Em uma democracia, a legitimidade do poder emana do respeito às instituições e
à ordem constitucional. Ao conceder perdão a baderneiros, que atacaram símbolos
da nossa república, corre-se o risco de legitimar uma cultura de impunidade. A
ideia de que ações violentas de golpistas podem ser relevadas afronta àqueles
que lutam pela democracia. Seria um incentivo ao desrespeito às instituições,
no qual a desestabilização se torna estratégia viável para aqueles que não
aceitam o legítimo resultado das urnas.
A polarização política que permeia nosso país é evidente e danosa. Entretanto,
o diálogo e a negociação são sempre preferíveis à violência. A anistia a atos
terroristas não apenas deslegitimaria os esforços de pacificação e
reconciliação, mas também incentivaria a ocorrência de novos episódios de
vandalismo e desrespeito à Constituição. Afinal, se os autores de ações
criminosas se sentirem seguros de que não haverá consequências, o ciclo de
violência poderá gerar novos eventos, como o recente ataque com bombas ao STF.

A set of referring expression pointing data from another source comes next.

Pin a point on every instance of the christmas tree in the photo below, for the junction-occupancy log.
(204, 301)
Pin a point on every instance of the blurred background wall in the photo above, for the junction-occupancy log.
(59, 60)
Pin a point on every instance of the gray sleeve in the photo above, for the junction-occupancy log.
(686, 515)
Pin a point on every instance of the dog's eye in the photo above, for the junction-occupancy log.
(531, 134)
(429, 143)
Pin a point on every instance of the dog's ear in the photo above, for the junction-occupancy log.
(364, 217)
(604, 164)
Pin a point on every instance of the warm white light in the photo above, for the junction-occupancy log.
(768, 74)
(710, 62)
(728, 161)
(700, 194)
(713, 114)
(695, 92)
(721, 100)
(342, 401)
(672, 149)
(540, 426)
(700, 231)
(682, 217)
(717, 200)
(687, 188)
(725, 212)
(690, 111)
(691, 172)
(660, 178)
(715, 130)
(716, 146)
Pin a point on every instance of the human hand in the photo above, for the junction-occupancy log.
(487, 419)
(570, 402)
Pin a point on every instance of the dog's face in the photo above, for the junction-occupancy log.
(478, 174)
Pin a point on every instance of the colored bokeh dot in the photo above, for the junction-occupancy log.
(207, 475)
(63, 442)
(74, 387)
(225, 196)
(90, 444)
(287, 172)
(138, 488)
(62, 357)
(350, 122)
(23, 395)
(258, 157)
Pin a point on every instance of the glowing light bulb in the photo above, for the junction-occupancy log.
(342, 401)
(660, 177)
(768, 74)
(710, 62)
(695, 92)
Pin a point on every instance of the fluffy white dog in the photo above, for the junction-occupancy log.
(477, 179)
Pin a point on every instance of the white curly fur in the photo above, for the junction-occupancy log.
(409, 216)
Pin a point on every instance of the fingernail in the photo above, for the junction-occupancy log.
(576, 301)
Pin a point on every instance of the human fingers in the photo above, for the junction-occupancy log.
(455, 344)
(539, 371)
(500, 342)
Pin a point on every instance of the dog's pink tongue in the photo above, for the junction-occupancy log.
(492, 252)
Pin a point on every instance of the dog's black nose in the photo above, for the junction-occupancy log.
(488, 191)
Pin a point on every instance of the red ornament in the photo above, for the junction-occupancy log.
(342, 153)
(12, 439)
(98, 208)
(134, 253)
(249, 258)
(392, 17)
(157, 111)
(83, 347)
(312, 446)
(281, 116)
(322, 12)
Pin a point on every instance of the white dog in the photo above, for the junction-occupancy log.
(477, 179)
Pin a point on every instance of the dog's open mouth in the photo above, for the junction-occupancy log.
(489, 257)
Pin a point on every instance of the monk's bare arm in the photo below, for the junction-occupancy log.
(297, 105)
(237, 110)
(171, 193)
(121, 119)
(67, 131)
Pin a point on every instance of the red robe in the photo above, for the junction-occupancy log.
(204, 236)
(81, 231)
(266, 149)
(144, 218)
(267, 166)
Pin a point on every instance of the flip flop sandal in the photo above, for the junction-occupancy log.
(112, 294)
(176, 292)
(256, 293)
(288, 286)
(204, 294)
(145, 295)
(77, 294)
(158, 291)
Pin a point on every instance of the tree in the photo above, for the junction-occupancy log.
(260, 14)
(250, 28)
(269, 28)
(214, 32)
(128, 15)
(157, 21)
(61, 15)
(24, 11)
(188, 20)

O que se espera de um Estado democrático é a proteção de suas instituições, e
isso passa pela responsabilização de quem comete crimes. A anistia, portanto,
não representa um gesto de paz, mas sim uma capitulação diante de atos ao
arrepio da lei. Não podemos nos esquecer de que o uso da força para derrubar a
ordem estabelecida deve ser tratado com rigor, e a impunidade não pode ser a
resposta.
É importante criar um ambiente em que as divergências sejam resolvidas por meio
do diálogo e da política, e não pela destruição do patrimônio público em nítido
recado de repúdio à democracia. Alguns argumentam que a anistia é um caminho
para a reconciliação. No entanto, essa abordagem ignora a gravidade dos atos
cometidos e o impacto que tiveram sobre a sociedade. A reconciliação verdadeira
se baseia no reconhecimento dos erros, na busca pela justiça e na reparação das
vítimas. O castigo pune, o arrependimento educa.
A sociedade brasileira precisa ser capaz de distinguir o legítimo exercício da
liberdade de opinião do ódio manifestado em nome dela. A anistia a terroristas
não é apenas uma questão legal; é uma questão moral. Devemos nos lembrar das
lições do passado e dos riscos que corremos ao minimizar a gravidade de atos
irresponsáveis.
O momento é de reafirmar nosso compromisso com a democracia e com a justiça,
não apenas em palavras, mas em ações. O respeito às instituições e à lei deve
ser inegociável. A anistia não é a resposta; a responsabilidade, sim. Vamos
construir um futuro em que a violência não seja a solução, mas, sim e em especial,
o respeito mútuo e a efetiva busca pelo desenvolvimento sob o princípio da paz.
Ricardo Viveiros, jornalista,
professor e escritor, é doutor em Educação, Arte e História da Cultura; autor,
entre outros livros, de A vila que descobriu o Brasil, Justiça seja
feita e Memórias de um tempo obscuro.